“Building Power: Hope Is a Verb”
with Zrinka Bralo
Featuring Zinka Bralo, the Chief Executive Officer for Migrants Organise, London. A refugee, a journalist who worked with leading war correspondents during the siege of Sarajevo in the 90s, founder of ‘Women on the Move Awards’, and winner of the 2011 Voices of Courage Award by the Women’s Refugee Commission in New York. As the commissioner of the Independent Asylum Commission, Zrinka successfully negotiated the end of immigration detention of children in the UK in 2010.
In this episode, we talk about Zrinka’s innovative model of combining organizing and campaigning for systemic change with community-based, grassroots access to justice in form of support for people affected by the U.K.’s hostile environment immigration policy.

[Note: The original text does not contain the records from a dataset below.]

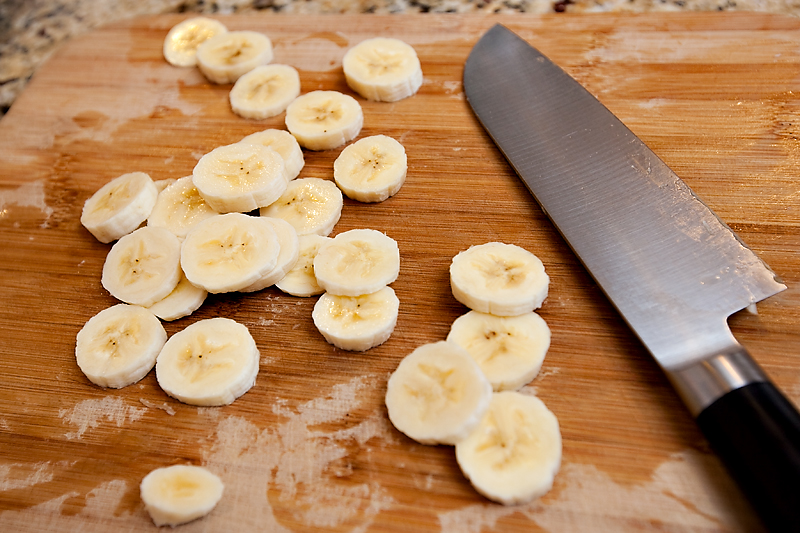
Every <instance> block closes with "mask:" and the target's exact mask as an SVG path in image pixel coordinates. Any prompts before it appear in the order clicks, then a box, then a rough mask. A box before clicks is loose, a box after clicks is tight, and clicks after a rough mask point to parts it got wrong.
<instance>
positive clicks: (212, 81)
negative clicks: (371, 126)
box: [197, 31, 273, 83]
mask: <svg viewBox="0 0 800 533" xmlns="http://www.w3.org/2000/svg"><path fill="white" fill-rule="evenodd" d="M272 57H273V56H272V41H270V40H269V37H267V36H266V35H264V34H263V33H258V32H255V31H229V32H225V33H220V34H217V35H214V36H213V37H211V38H210V39H207V40H206V41H204V42H203V43H202V44H201V45H200V46H199V47H198V48H197V66H198V68H199V69H200V72H202V73H203V75H204V76H205V77H206V78H208V80H209V81H211V82H213V83H234V82H236V80H238V79H239V78H240V77H241V76H242V75H244V74H246V73H248V72H250V71H251V70H253V69H254V68H256V67H258V66H260V65H266V64H267V63H269V62H270V61H272Z"/></svg>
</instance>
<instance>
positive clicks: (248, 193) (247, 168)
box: [192, 142, 287, 213]
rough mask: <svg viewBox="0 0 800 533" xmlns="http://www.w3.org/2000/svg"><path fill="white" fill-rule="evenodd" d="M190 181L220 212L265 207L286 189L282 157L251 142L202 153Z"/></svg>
mask: <svg viewBox="0 0 800 533" xmlns="http://www.w3.org/2000/svg"><path fill="white" fill-rule="evenodd" d="M192 183H194V186H195V187H197V190H198V191H200V195H201V196H202V197H203V199H204V200H205V201H206V203H207V204H208V205H210V206H211V208H212V209H214V210H215V211H218V212H219V213H233V212H239V213H247V212H249V211H252V210H254V209H258V208H259V207H264V206H267V205H269V204H271V203H272V202H274V201H275V200H277V199H278V198H280V196H281V194H283V192H284V191H285V190H286V185H287V182H286V177H285V170H284V162H283V158H282V157H281V156H280V154H278V152H276V151H275V150H273V149H271V148H267V147H266V146H262V145H259V144H253V143H241V142H239V143H234V144H228V145H225V146H220V147H218V148H215V149H214V150H212V151H210V152H209V153H207V154H205V155H204V156H203V157H201V158H200V161H198V162H197V165H195V167H194V170H193V171H192Z"/></svg>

“There is a lot of talk of lived experience. I absolutely hate that expression.”
“Tell me why”
“So, first of all, everybody has got lived experience, whoever is alive has lived experience…but there is also something about reducing people just to that experience, which sort of takes away their agency. They’re framed in a way where they just testify about the oppression that they’re experiencing. And that’s a very reductionist approach. And then they’re sort of trotted around, they share their story, they retraumatize themselves, it’s very exploitative. Even if you prepare people for that, it’s still very exploitative. We tend to say: I don’t want you just to speak from your experience, I want you to speak from the movement. So when you’re wrapping up, what is your one message that you want people to do? What is the legitimacy for the action you’re calling for? And that needs to come from us together, from the community, from the movement.